Microscope image showing purple liver cell clusters within green blood vessel network on chip

MIT Engineers Create Mini Liver to Test Disease Treatments

🤯 Mind Blown

Scientists at MIT built a tiny working liver model that could revolutionize how we find treatments for liver disease affecting over 100 million Americans. The breakthrough offers hope for discovering drugs that actually work for everyone.

More than 100 million Americans live with fatty liver disease, but finding treatments that work has been frustratingly difficult. Now MIT engineers have created something that could change everything: a mini liver that works just like the real thing.

The new "liver-on-a-chip" is a tiny, functioning liver complete with blood vessels and immune cells. It's small enough to fit in your hand but sophisticated enough to show exactly how liver disease develops and how treatments might stop it.

The team found something surprising when they tested an existing liver drug called resmetirom. While the medication helps about 30 percent of patients, it can trigger inflammation in liver tissue, which may explain why it doesn't work for everyone. That's the kind of insight that's nearly impossible to get from traditional animal testing.

This matters because fatty liver disease can progress into more serious conditions with scarring and inflammation. Right now, only two medications are FDA-approved to treat advanced liver disease, and neither works for all patients.

The breakthrough builds on technology Professor Linda Griffith originally developed in the 1990s called the LiverChip. Pharmaceutical companies already use simpler versions to test whether new drugs might harm the liver, but this upgraded model does something more powerful: it recreates actual disease conditions.

MIT Engineers Create Mini Liver to Test Disease Treatments

To simulate fatty liver disease, the researchers exposed their mini liver to high levels of insulin, glucose, and fatty acids. The tissue responded just like a real liver would, developing fat buildup and insulin resistance.

The beauty of this approach is that researchers can now watch disease unfold in real time and test potential treatments at different stages. They can see which drugs might work best early in the disease versus later, and understand why some patients respond differently than others.

The Ripple Effect

This technology could speed up the search for new liver disease treatments dramatically. Instead of relying on animal models that don't always predict human responses, researchers can test drugs on tissue that behaves like an actual human liver.

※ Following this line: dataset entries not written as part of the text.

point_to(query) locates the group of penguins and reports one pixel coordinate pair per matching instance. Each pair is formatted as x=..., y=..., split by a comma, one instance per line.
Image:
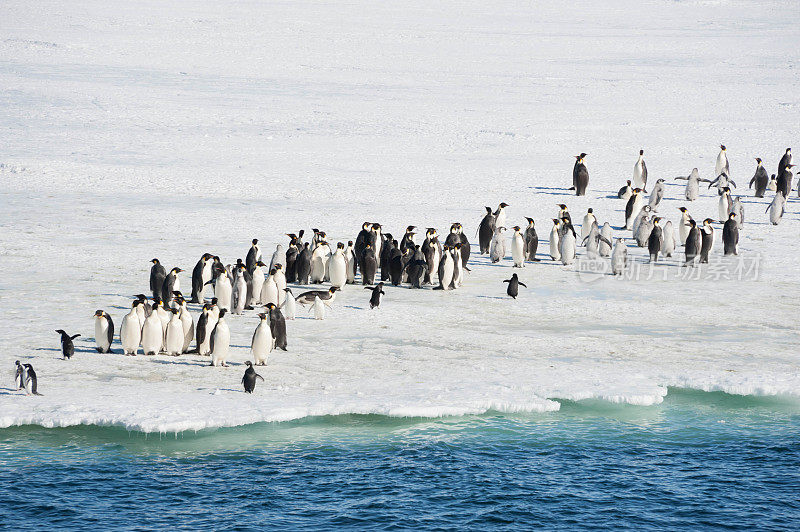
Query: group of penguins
x=163, y=323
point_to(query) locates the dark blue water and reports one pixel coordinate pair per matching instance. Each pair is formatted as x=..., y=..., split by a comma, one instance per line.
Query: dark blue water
x=699, y=460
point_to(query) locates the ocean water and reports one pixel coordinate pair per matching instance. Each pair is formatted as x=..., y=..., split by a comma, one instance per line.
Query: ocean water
x=699, y=460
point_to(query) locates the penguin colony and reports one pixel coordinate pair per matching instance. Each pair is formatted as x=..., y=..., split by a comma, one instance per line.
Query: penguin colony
x=162, y=323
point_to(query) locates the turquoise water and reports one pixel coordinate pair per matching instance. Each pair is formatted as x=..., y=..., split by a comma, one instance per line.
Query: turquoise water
x=699, y=460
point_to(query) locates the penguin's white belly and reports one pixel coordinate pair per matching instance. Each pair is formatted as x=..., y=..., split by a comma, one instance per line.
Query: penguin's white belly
x=555, y=244
x=152, y=338
x=130, y=334
x=101, y=333
x=262, y=343
x=269, y=293
x=338, y=270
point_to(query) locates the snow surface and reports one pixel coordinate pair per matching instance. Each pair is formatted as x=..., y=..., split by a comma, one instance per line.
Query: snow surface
x=141, y=129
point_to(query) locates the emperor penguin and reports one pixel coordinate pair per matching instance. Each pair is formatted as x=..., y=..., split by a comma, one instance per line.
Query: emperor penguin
x=500, y=215
x=668, y=241
x=784, y=181
x=277, y=325
x=256, y=284
x=684, y=226
x=351, y=263
x=588, y=219
x=263, y=342
x=486, y=230
x=760, y=178
x=319, y=309
x=197, y=278
x=432, y=249
x=693, y=181
x=640, y=173
x=722, y=162
x=67, y=347
x=721, y=182
x=776, y=208
x=604, y=248
x=375, y=298
x=152, y=335
x=130, y=332
x=785, y=161
x=173, y=344
x=730, y=235
x=531, y=241
x=369, y=266
x=220, y=341
x=269, y=290
x=157, y=275
x=633, y=207
x=626, y=191
x=643, y=230
x=253, y=256
x=289, y=304
x=337, y=267
x=725, y=204
x=656, y=195
x=643, y=214
x=203, y=332
x=567, y=244
x=555, y=240
x=278, y=257
x=171, y=284
x=31, y=382
x=518, y=248
x=497, y=250
x=250, y=377
x=103, y=331
x=656, y=240
x=445, y=269
x=707, y=240
x=223, y=291
x=240, y=292
x=693, y=244
x=513, y=286
x=303, y=264
x=580, y=175
x=619, y=257
x=19, y=375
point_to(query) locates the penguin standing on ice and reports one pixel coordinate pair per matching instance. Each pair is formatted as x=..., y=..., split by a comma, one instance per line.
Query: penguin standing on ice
x=31, y=383
x=250, y=377
x=375, y=298
x=580, y=175
x=103, y=331
x=513, y=286
x=531, y=241
x=486, y=230
x=760, y=178
x=692, y=244
x=277, y=326
x=655, y=240
x=730, y=235
x=19, y=376
x=640, y=173
x=707, y=242
x=263, y=342
x=693, y=181
x=518, y=248
x=157, y=276
x=67, y=347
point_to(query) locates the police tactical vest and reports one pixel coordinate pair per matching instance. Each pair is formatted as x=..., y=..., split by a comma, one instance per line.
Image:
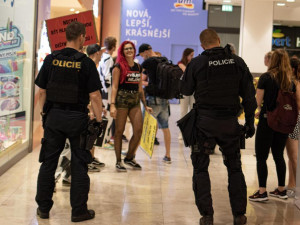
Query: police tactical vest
x=220, y=89
x=63, y=83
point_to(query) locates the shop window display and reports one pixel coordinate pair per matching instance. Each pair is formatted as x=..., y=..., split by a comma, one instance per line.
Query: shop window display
x=16, y=74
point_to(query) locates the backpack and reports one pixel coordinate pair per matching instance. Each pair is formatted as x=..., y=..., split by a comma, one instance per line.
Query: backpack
x=167, y=79
x=283, y=118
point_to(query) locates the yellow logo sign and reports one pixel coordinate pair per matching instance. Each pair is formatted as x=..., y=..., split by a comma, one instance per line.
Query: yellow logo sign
x=188, y=4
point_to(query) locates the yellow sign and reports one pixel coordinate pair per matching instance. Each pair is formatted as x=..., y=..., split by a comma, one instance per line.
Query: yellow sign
x=148, y=134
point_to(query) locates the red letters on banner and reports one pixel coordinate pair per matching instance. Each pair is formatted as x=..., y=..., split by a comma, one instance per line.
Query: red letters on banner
x=56, y=29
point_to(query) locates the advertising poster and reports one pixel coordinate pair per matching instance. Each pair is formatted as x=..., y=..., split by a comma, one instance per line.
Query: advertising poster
x=56, y=29
x=148, y=134
x=169, y=26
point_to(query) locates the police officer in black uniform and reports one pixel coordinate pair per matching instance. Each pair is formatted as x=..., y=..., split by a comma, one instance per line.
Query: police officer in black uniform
x=218, y=79
x=68, y=80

The implications reach beyond liver disease too. The same approach could eventually help develop better treatments for other conditions where traditional testing falls short. Every drug that makes it through development faster means patients get help sooner.

For the millions of Americans living with liver disease and waiting for better options, this tiny chip represents something big: a faster path to treatments that actually work for their bodies.